Looking at the record in the light most favorable to Brown, and giving her the benefit of all favorable inferences, a reasonable jury could conclude that Spriggs was deliberately indifferent to the possibility Stareher might commit suicide sometime after August 3.2 As noted above, Spriggs knew of Starcher’s previous two suicide attempts, and he knew that Hamilton had specifically alerted his boss Jean Jones — who in turn notified Spriggs — that Stareher should be reevaluated. Additionally, on the day before the suicide, Cunningham specifically told Spriggs that Hamilton indicated that Stareher should be watched “with caution” after he re*472ceives notice that his motion was denied. In her deposition, Cunnigham reported that Spriggs acknowledged that he knew Starcher was counting on winning his motion for retrial and indicated that he would watch Starcher. However, despite his knowledge of Starcher’s previous suicide attempts and Cunningham’s warning, Spriggs did not order that Starcher be watched more closely. In fact, he did not even take any steps to determine the current nature of Starcher’s condition. Although CMS’s own policy indicated that mentally unstable inmates should be reassessed when they receive unfortunate news, Spriggs did not make or request such a re-assessment of Starcher, nor does the record indicate that he planned to make such a re-assessment. Given Spriggs’ knowledge of Starcher’s history, a reasonable jury could certainly find that Spriggs understood that there was a substantial risk that Starcher would commit suicide and that his failure to take any steps to minimize that risk constituted deliberate indifference.

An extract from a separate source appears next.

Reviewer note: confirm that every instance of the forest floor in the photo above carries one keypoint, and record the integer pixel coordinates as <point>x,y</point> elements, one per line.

. In his deposition, Spriggs denied that Cunningham told him about Hamilton’s warning. Spriggs contends that Cunningham simply inquired into Starcher’s general behavior. For the purposes of deciding the Defendants’ summary judgment motion, the district court correctly assumed the validity of Cunningham's testimony.
. In Greason v. Kemp, inmate Greason was placed under the continued supervision of the prison’s mental health team given his constant depression and suicidal thoughts. 891 F.2d 829, 832 (11th Cir. 1990). After a short meeting with Greason, a prison psychiatrist concluded that Greason’s condition had stabilized and that he no longer needed to take anti-depression medication. Id. The psychiatrist made this assessment without reviewing Greason’s clinical file or assessing his potential for suicide. Id. About a month later, after a visit to Greason, Greason’s parents informed the prison’s mental health team leader that Greason was harboring suicidal thoughts, that he had attempted to commit suicide by tying a cloth around his throat, and that he should be transferred to a hospital given his suicidal behavior. Id. at 832-833. The official indicated that he would "take care of it,” but in fact did nothing. A few weeks later, Greason killed himself. Id. at 833. The Eleventh Circuit reversed a district court’s summary judgment for the prison, holding that a reasonable jury could have concluded that, based on what he knew, the team leader’s failure to take any steps to prevent Greason’s suicide constituted deliberate indifference. Id. at 836. See also Dolihite v. Maughon, 74 F.3d 1027, 1042-43 (11th Cir.1996) (affirming denial of summary judgment when prison official knew of recent suicide attempt by inmate with a history of mental illness and suicide threats, yet failed to act).